The jury is still out

It's hard to say for sure without having watched the case being presented, but it seems to me there is reasonable doubt about Scooter Libby's guilt, and the longer the jury has been out, the more likely it has become that it will reach the same conclusion. The case turns on whether we think Libby's misstatements to a grand jury were lies or the result of faulty memory. Since many of the prosecution's own witnesses displayed less than perfect recollection, a "reasonable person" should have some doubts about Libby's willful intent.

But everything depends on whether the jury can even be sure of what reasonable doubt is:

In the note, the jurors asked for further explanation of the concept of reasonable doubt, suggesting possible uncertainty or even disagreement over the core standard by which they are to measure the evidence and testimony about Mr.
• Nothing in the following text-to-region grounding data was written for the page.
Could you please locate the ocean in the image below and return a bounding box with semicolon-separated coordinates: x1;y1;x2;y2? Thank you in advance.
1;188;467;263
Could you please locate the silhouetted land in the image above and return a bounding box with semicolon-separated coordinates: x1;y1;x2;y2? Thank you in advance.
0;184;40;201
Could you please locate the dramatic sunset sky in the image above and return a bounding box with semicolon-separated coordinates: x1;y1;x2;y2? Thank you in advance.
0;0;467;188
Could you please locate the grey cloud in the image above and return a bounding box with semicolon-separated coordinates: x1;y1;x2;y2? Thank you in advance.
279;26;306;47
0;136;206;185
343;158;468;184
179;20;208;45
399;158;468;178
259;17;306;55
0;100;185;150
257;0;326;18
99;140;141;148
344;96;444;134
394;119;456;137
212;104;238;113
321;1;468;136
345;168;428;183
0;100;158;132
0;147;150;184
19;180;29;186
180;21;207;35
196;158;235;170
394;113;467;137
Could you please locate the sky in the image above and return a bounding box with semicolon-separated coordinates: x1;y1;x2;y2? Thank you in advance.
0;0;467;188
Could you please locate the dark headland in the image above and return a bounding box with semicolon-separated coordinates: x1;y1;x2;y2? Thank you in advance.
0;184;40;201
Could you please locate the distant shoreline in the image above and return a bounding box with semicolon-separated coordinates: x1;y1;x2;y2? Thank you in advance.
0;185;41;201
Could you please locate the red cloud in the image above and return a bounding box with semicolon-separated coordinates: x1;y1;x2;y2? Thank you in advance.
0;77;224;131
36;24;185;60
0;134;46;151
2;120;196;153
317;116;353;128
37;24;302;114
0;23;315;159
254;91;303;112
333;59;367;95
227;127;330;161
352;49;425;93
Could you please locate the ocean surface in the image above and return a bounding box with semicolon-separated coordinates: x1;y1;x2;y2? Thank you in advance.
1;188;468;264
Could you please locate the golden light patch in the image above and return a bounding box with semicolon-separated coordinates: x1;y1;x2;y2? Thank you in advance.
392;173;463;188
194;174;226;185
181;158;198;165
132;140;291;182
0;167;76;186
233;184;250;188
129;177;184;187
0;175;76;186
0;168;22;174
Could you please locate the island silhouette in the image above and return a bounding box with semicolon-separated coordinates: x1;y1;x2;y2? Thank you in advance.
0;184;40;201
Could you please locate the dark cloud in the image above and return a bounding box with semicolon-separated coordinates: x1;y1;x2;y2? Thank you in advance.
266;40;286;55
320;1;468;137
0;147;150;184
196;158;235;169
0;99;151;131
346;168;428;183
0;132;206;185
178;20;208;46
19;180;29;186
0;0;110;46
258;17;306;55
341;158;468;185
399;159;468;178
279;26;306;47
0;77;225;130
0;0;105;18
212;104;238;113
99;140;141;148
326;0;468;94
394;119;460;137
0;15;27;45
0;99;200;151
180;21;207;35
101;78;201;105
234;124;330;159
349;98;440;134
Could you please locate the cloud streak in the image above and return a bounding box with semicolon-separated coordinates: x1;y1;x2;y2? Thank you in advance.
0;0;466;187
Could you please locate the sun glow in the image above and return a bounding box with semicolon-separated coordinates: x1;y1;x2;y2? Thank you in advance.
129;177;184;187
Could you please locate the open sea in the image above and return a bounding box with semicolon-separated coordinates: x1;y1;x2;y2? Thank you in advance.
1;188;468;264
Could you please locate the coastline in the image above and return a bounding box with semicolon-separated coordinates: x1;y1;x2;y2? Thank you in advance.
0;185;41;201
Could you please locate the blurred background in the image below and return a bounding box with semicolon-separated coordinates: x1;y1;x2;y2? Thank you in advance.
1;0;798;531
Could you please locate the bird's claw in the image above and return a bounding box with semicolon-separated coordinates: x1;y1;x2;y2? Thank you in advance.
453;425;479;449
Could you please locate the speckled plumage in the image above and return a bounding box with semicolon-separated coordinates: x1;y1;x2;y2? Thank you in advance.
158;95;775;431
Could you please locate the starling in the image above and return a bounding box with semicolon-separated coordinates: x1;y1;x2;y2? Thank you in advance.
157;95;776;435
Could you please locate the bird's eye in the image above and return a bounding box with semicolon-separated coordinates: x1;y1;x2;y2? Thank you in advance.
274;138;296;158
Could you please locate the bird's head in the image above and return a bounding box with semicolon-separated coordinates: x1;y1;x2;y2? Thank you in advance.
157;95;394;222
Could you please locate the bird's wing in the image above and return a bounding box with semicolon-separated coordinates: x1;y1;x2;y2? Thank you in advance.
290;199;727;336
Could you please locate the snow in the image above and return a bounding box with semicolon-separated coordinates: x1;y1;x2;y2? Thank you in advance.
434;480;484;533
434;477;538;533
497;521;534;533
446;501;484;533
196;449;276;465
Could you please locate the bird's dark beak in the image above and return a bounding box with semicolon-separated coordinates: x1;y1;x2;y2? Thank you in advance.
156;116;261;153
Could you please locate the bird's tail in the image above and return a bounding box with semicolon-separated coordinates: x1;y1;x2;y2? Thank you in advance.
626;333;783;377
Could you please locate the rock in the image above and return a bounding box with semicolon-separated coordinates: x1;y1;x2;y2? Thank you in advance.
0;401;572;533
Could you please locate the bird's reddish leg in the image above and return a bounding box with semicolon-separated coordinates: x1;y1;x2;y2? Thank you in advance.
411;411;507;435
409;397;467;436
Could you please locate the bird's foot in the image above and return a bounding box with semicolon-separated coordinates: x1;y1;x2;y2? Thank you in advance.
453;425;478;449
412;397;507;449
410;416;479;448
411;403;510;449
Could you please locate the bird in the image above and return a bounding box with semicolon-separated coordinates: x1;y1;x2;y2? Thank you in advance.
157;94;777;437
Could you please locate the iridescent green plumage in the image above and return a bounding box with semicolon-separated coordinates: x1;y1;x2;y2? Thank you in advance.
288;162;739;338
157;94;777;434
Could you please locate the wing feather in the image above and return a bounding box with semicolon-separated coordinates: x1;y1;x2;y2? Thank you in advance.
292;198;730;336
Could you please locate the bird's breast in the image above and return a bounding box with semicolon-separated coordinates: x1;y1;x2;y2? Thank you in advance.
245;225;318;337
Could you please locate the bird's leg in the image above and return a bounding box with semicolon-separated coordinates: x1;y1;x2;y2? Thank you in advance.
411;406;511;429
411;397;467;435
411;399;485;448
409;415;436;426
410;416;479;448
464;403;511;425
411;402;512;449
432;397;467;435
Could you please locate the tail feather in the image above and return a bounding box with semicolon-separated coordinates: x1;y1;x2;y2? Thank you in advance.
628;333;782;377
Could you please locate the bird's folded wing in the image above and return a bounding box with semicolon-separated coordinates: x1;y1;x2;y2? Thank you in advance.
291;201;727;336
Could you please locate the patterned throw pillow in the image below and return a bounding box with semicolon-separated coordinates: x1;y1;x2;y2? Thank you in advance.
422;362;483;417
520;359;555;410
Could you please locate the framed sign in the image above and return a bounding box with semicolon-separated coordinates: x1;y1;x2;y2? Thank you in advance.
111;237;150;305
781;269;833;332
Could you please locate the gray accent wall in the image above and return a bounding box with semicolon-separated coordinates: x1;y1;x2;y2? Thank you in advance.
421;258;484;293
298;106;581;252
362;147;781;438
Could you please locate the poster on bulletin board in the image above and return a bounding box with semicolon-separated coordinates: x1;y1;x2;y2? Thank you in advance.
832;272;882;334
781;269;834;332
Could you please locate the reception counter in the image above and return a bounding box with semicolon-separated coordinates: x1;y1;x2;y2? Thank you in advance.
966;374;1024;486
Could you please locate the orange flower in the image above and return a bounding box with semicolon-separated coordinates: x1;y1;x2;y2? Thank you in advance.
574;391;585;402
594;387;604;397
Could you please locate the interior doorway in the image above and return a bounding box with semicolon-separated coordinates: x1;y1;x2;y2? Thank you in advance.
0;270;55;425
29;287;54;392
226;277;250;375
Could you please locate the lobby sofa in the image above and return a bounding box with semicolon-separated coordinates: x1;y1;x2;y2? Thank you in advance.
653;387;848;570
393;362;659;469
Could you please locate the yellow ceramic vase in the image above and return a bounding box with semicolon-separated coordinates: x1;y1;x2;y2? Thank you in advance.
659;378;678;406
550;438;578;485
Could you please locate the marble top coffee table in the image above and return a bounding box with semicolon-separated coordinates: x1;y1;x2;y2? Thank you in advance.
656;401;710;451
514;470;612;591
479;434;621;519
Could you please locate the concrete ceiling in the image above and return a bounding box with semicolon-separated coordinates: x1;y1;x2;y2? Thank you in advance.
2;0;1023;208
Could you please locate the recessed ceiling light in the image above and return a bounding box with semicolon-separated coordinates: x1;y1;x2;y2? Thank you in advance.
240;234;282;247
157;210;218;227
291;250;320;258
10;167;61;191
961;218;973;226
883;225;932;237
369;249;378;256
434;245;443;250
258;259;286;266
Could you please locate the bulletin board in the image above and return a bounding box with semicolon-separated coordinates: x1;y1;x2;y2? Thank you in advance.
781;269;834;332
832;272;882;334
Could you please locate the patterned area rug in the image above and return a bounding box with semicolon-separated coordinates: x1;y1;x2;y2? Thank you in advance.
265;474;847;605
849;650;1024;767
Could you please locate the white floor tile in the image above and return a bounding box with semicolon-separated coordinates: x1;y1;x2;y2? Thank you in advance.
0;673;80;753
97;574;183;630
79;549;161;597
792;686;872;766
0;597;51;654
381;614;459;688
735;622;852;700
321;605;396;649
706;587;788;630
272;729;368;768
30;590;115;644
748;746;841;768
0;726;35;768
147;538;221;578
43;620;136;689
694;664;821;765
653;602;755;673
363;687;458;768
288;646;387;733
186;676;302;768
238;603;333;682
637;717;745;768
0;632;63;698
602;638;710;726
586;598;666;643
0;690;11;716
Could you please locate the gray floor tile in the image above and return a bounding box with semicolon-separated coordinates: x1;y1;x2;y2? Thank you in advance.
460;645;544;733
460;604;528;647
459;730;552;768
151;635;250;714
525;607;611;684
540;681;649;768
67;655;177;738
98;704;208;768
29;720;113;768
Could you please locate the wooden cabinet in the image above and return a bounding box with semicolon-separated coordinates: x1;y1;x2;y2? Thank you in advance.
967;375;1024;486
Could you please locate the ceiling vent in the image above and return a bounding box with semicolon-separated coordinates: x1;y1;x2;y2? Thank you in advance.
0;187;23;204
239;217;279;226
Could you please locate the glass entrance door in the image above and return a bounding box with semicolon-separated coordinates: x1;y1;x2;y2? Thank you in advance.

Libby, the former chief of staff to Vice President Dick Cheney.

“We would like clarification of the term


Mon, 03/05/2007 - 6:13am

There is no "fine line" between "preponderance of the evidence" and "beyond a reasonable doubt." The gulf is wide. Perhaps the difference will be clearer if you think of it this way:

Preponderance of the evidence: the measure of proof required before the power of the state will compel you to forfeit your money.

Clear and convincing evidence; among other things, typically the measure of proof required before the power of the state will compel you to forfeit your children.

Beyond a reasonable doubt: the measure of proof required before the state will compel you to forfeit your life.

Leo Morris
Mon, 03/05/2007 - 6:41am

Perhaps "fine line" was a poor choice of words. I just meant that, short of absolute certainty, which even "beyond a reasonable doubt" doesn't achieve, it can be difficult for those of us not in the legal profession to easily grasp the distinctions between pretty sure, sure and very sure.

Mon, 03/05/2007 - 4:01pm

The prosecution's burden falls well short of the line suggested by the juror's note:

"[I]s it necessary for the government to present evidence that it is not humanly possible for someone not to recall an event in order to find guilt beyond a reasonable doubt?"

I don't do criminal law, but found a couple of helpful nuggets in the Indiana Law Encyclopedia (though I don't know how applicable they are to the federal standards.)

There is no reasonable doubt where there is proof "that leaves you firmly convinced." Reasonable doubt is a greater degree of doubt than merely "possible doubt. "Reasonable doubt is a fair, actual, and logical doubt, based upon reason and common sense." "A reasonable doubt instruction which states that such doubt should be a doubt based upon reason and common sense and not upon imagination or speculation, and that since very few things are a known absolute certainty, the law does not require proof that overcomes every possible doubt, accurately states the law."

Leo Morris
Mon, 03/05/2007 - 6:12pm

"Reasonable doubt is a fair, actual, and logical doubt, based upon reason and common sense."

But I can understand the jury's question to the judge. How do we apply logical doubt, reason and common sense to a claim of memory loss? It is possible to forget anything. Do we try to distinguish between things few would forget -- such as one's own birthday -- and things most would not remember, such as what we had for lunch on Wednesday three weeks ago? Or do we try to assess the defendant's character, possible motives and history of lies or truth-telling? How much weight do we give to ambient circumstances?

Steve Towsley
Tue, 03/06/2007 - 8:10pm

The jury had a lot of time to absorb the minutiae of the case and it's usually best not to second guess people with that extensive knowledge of the evidence presented in court.

According to the juror who spoke to the press today, the jury believed Libby regarding his bad memory. Whether they were right about that, I don't know, but I tend to think that people will remember events that are key to them and forget those that are mundane.

I think the jury's job is to react to what is presented rather than to try to divine the unknowables. If a reasonable person finds a defendant's memory lapses credible, then I assume that person would come down on the side of sincerity rather than "selective memory," aka lying.

I have no doubt that jurors are sometimes deceived because they just aren't street-wise or cynical enough, but on the other hand if evidence of lying is absent from the prosecution's case, the jury may understandably be reluctant to presume lying unless the defendant is a very bad liar on the stand.